P.C. Shannon

I started reading this article yesterday about using bacteriophages to treat infections, especially strains that are resistent to most antibiotics. The great thing about phages is that they can be built entirely from their DNA. Cellular processes depend on having a progenitor — one cell becomes two becomes four. It’s been a very long time since nothing became one cell. But a bacteriophage is described entirely by its DNA; no other part of the virus enters the host. (Many viruses of higher organisms, HIV for instance, contain enzymes within in the virus particle that are required to complete their life cycle. Thus the entire virus must enter the host cell.)

The other exciting thing about phages is that they are lytic — they destroy their host. So I started thinking about ways to hijack their lifecycles. It’s routine to clone a gene who’s protein you’re interested in, overexpress it in E. coli and then purify the protein. But it can be tricky to get the protein out of the bacteria. Wouldn’t it be simpler if the bacteria broke open once they filled up with the protein? It seems like you could clone the protein into a phage genome and let it go to town.
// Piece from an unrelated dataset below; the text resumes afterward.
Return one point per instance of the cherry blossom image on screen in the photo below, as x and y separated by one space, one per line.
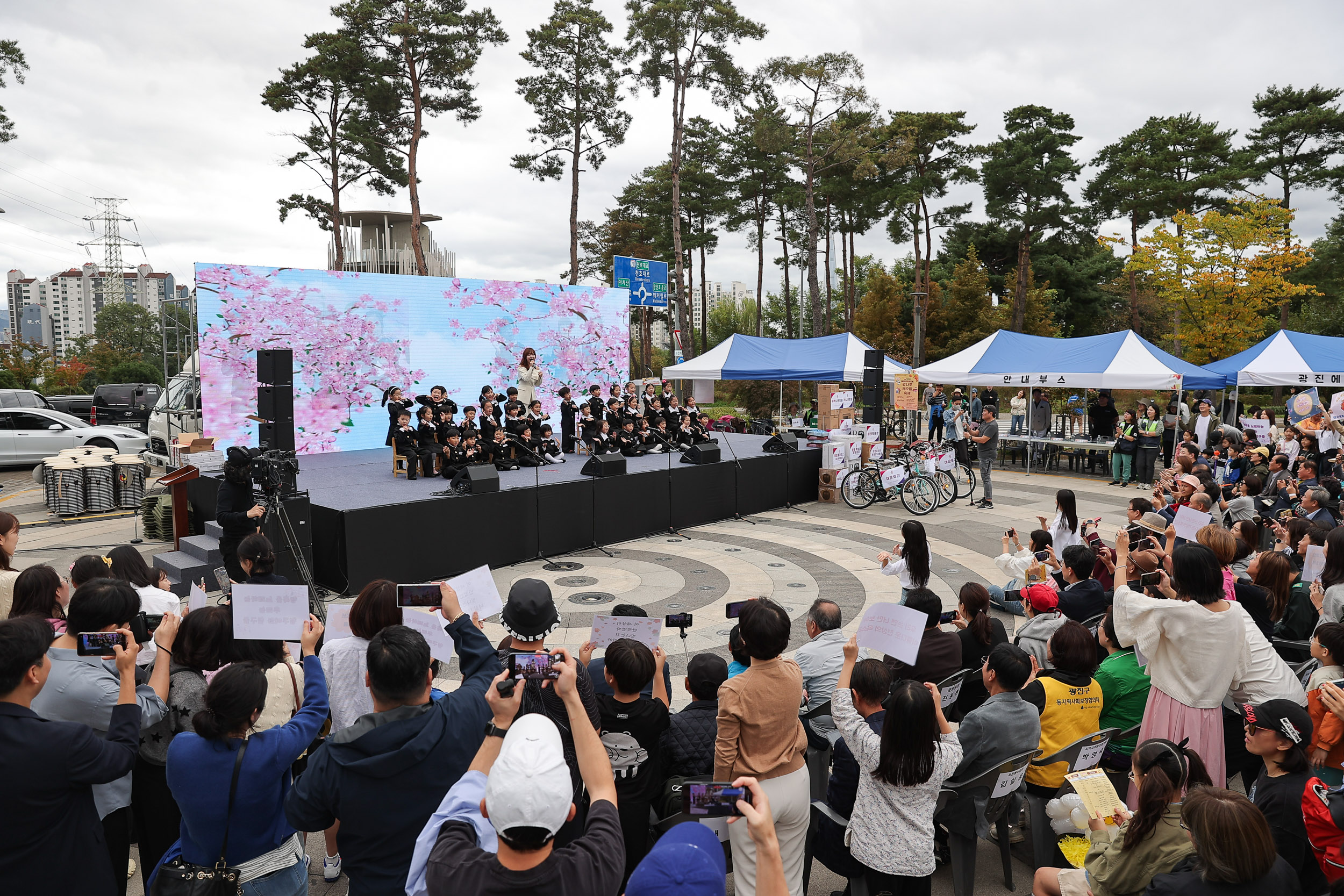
355 335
That’s pretty academic, though. Consider a patient who’s got a nasty bacterial infection, one that’s resistent to antibiotics. You could attack with phage and it would be all good, but what if we could get those bacteria to produce something else while they’re being destroyed by the phages. You’d have 1% of your phages actually be pseudo-phages, virus particles that contain non-viral DNA that encodes some other product. This other product could be a painkiller or perhaps a cytokine or other compund to boost the immune system.